Kısa Hayat Hikâyesi ve Eserleri
Coleman, adı Chicago Üniversitesi’yle birlikte anılan, çok saygın bir Amerikalı sosyolog, üretken bir yazar ve çeşitli monograflar ile bilimsel tebliğlerin ortak yazarıdır. 1991-1992 yıllarında Amerikan Sosyoloji Derneği’nin başkanlığını da yapmıştır. Coleman, bilhassa Amerika’da, kendi kuşağının sosyologları arasında sıra dışı bir isimdi; ampirik araştırmalar yapmada ve formel kuramlar oluşturmada aynı derecede başarılıydı. İlgi alanları gerçekten çok çeşitliydi. Nitekim onun çalışmalarında yer alan başlıca temalar arasında şunları sayabiliriz:
eğitimin toplumsal düzeydeki örgütlenmesi, “ergenlik ve gençlik (The Adolescent Society, 1961; Youth: Transition to Adulthood, 1973; Becoming Adult in a Changing Society, 1985); eğitimde ailelerin, cemaatlerin ve dinsel kurumların rolü ile “sosyal sermaye fikri (Equality of Educational Opportunity -bunun diğer bir adı “Coleman Raporu’dur, 1966; High School Achievement, 1982; Public and Private High Schools, 1987); toplumsal bir kuramda yer alan simülasyon oyunları, kolektif karar alma ve “kolektif eylem (bu konuda bir sürü etkili makale kaleme almıştır); “matematik sosyolojisi, özellikle tahmini süreçler, maksatlı eylem modelleri ve piyasa modelleri (Introduction to Mathematical Sociology, 1964; The Mathematics of Collective Action, 1973); akılcı eylem kuramları (Foundations of Social Theory, 1990).Coleman bunlara ek olarak, siyaset sosyolojisinin klasik metinlerinden olan Union Democracynin (1956) yazarlarından birisiydi, sosyal bilimlerde “politika araştırmasına bağlı uygulamalı sosyolojinin temsilcilerindendi ve çeşitli monograflar kaleme almıştı (Community Conflict, 1957; Medical Innovation, 1966).

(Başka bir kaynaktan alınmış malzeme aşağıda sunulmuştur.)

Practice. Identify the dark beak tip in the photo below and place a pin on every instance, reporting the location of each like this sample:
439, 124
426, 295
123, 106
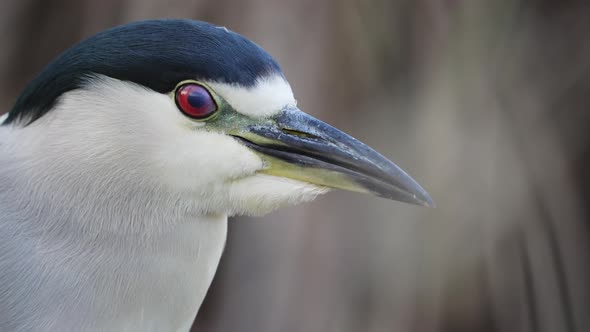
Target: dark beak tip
426, 201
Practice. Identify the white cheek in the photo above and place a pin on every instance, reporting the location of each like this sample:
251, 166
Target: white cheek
195, 160
261, 194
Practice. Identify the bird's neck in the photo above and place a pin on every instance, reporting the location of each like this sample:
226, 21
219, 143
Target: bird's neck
116, 253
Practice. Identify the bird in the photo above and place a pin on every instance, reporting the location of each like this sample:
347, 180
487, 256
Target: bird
121, 161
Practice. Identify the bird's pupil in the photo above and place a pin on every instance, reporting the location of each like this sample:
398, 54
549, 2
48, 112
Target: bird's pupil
197, 99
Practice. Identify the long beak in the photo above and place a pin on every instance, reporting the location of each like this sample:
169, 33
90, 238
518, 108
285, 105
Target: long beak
298, 146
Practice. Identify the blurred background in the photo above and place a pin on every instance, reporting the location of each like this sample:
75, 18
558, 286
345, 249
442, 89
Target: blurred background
485, 103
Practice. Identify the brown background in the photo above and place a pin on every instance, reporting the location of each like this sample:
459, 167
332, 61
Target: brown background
486, 103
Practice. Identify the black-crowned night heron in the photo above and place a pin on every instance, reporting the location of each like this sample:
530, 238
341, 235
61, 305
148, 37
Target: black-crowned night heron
121, 161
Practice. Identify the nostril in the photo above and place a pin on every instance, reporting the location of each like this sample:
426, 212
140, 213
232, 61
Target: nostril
299, 133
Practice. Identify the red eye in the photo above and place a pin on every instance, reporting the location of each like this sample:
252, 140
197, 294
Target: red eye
195, 101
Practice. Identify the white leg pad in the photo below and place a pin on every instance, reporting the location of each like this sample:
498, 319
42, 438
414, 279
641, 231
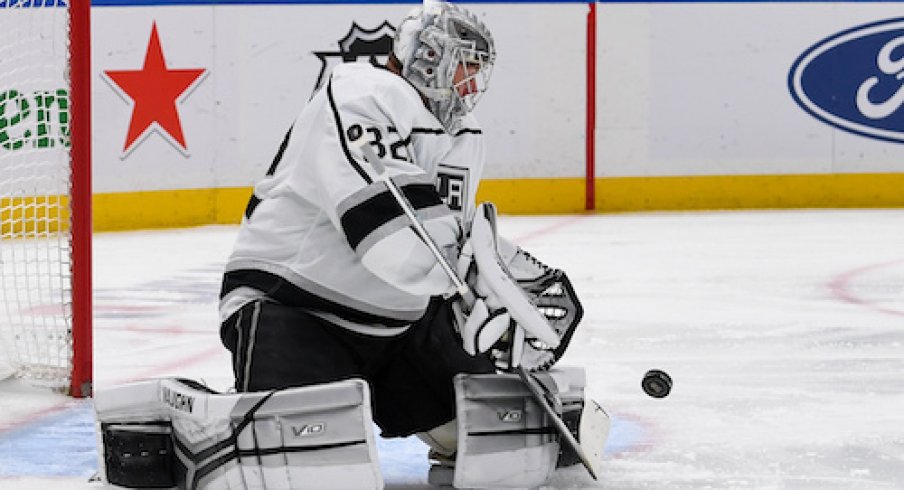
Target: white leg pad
317, 437
504, 438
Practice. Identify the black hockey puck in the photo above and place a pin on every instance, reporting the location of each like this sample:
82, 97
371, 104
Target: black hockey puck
656, 383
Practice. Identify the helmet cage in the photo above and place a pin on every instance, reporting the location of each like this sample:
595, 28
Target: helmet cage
449, 38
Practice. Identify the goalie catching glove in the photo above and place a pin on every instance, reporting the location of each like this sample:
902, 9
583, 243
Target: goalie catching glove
524, 312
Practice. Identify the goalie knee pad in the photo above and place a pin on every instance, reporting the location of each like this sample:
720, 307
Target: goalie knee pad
170, 433
505, 440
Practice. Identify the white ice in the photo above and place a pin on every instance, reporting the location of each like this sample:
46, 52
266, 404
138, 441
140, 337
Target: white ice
782, 330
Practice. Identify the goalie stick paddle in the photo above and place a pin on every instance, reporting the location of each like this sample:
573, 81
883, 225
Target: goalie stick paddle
465, 291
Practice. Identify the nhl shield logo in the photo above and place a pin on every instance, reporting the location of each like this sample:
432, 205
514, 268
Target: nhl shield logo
359, 44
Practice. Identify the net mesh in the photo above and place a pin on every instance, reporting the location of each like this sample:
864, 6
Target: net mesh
35, 264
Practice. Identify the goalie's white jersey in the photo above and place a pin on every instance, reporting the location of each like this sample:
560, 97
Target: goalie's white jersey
321, 232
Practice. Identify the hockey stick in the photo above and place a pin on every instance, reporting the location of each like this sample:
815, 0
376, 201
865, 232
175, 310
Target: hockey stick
468, 296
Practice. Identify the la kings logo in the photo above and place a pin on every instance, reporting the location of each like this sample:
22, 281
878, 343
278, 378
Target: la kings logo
359, 44
452, 186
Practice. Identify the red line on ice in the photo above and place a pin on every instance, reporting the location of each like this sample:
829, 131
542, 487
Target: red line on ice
839, 286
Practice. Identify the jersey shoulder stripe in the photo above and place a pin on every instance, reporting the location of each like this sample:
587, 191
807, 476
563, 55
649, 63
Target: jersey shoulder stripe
340, 129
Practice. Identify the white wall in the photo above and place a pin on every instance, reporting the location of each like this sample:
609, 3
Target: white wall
261, 69
702, 89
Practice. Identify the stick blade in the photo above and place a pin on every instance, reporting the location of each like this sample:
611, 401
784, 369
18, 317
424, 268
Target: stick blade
593, 432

Coleman bu monograflarda, kendi çalışmalarında sürekli işlediği temalardan ziyade, “bir seferlik etkinlikler” üzerinde duruyordu. Coleman’ın sosyoloji disiplinine çok sayıda ve değişik katkıları vardır. Yalnız en yeni kuramsal çalışmaları hâlâ tam etkisini gösterebilmiş değildir (Ritzer, 2012: 306-07)Temel Sosyolojik Yaklaşımı
Rasyonel seçim kuramının çağdaş sosyoloji içinde “sıcak” kuramladan biri haline gelmesi büyük ölçüde bir insanın, James S. Coleman’ın çabalarıyla olmuştur. Coleman, 1989’da rasyonel seçim bakış açısından çalışmaların yayılmasını amaçlayan bir dergi olan Rationality and Society’yi kurdu. Ayrıca, bu bakış açısına dayalı olarak, son derece etkili bir kitap olan Toplum Kuramının Temelleri’ni (Foundations of Social Theory) yayımladı. Son olarak Coleman 1992’de Amerikan Sosyoloji Derneği’nin başkanı oldu ve başkan olduğu toplantıda, rasyonel seçim kuramına arka çıktı. O, sosyolojinin toplumsal sistemler üzerinde odaklanması gerektiğini ancak bu tür makro fenomenlerin onların doğalarında bulunan etmenler tarafından, açıklanması gerektiğini ileri sürer, bu etmenler prototipsel olarak bireylerdir. Coleman’ın rasyonel seçim yönelimi, onun, “kişiler amaçlı olarak bir hedefe yönelik eyleme geçerler, bu hedef (ve böylelikle eylem) değerler ve tercihler tarafından biçimlendirilir” şeklindeki temel fikri içinde açıktır. Onun kuramında iki temel öge vardır: eyleyenler ve kaynaklar. Kaynaklar, üzerinde eyleyenlerin denetimlerinin olduğu ve içinde bazı çıkarlarının olduğu şeylerdir. Eyleyenler, ona göre, yararı en üst düzeye çıkaracak eylemleri veya ihtiyaçlarını ve isteklerini tatmin etmeyi seçerler (Ritzer, 2012: 304).
Temel Varsayımlar
Coleman’ın makro fenomenleri ele alan yaklaşımının bir örneği, kolektif davranış konusuyla ilgilidir. O, kolektif davranışı ele alır çünkü bunun, çoğu kez düzensiz ve istikrarsız özelliğinin, rasyonel seçim bakış açısından çözümlenmesinin zor olduğu düşünülür. Ancak Coleman’ın görüşü, rasyonel seçim kuramının, sadece düzenli ve istikrarlı fenomenleri değil makro fenomenlerin tüm tiplerini açıklayabileceğidir. Rasyonel eyeleyenden “kolektif davrnaış denen vahşi ve çalkantılı sistemsel işleyişe” geçiş, bir alışverişin parçası olarak değil tek taraflı olarak gerçekleştirilen… bir eyleyenin eylemleri üzerindeki denetimin başka bir eyleyene basit (ve rasyonel) bir transferini kapsar” (Coleman 1990: 198’den akt. Ritzer, 2012: 309).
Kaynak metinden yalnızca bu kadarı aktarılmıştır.